На следующий день, когда он вернулся на террасу, окно было чуть-чуть приоткрыто, и он с восторгом разглядел плечо леди, которая терпеливо шила, не замечая его присутствия. Еще через день, не успел он появиться на террасе, как окно открылось, и сеньорита мелкими шажками вышла на солнце в утреннем дезабилье, ловко сидящем, изящном и скромном, но вместе с тем почему-то показавшемся ему иноземным, тропическим и необычным. В одной руке она несла сверток.
– Не хотите ли попробовать табака, что любил моей отец, – спросила она, – кубинского, с плантаций моей дорогой родины? Там, как вы, вероятно, знаете, курят все – и мужчины, и женщины. Поэтому не бойтесь меня побеспокоить. Его аромат напомнит мне о доме. Мой дом, сеньор, стоял у моря.
Когда она произнесла эти слова, Десборо впервые в жизни ощутил всю поэтичность водной стихии.
– И во сне, и наяву я грежу о моем дорогом доме, о моей дорогой Кубе!

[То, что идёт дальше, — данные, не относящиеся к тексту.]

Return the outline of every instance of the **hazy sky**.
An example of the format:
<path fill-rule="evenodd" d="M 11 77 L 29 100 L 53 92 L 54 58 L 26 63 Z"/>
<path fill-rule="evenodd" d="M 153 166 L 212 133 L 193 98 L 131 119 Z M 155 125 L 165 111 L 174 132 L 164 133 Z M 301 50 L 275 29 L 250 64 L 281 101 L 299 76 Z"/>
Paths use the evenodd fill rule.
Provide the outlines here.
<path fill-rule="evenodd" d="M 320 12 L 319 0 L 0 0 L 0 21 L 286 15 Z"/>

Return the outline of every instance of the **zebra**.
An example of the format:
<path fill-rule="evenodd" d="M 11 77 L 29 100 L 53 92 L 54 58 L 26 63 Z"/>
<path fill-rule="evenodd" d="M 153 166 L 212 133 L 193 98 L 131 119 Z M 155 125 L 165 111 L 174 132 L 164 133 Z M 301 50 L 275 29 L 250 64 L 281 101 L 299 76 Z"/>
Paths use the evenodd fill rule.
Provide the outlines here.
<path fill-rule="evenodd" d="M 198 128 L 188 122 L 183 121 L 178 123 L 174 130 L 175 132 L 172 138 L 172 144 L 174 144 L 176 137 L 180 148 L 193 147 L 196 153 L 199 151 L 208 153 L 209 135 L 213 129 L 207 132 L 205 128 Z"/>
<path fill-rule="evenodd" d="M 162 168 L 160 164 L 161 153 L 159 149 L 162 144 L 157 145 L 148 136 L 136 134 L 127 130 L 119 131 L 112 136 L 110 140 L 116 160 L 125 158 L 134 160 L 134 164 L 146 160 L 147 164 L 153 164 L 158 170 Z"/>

– Но когда-нибудь, – проговорил Десборо, и сердце у него внезапно болезненно сжалось, – когда-нибудь вы вернетесь!
– Никогда! – вскричала она. – Никогда, ни за что, клянусь Богом!
– Выходит, вы навсегда поселились в Англии? – осведомился он с каким-то странным облегчением.
– Если бы я могла ответить на ваш вопрос! Но увы, я и сама пока не знаю, – печально промолвила она, а потом, прежним веселым тоном, добавила: – Но вы не попробовали мой кубинский табак.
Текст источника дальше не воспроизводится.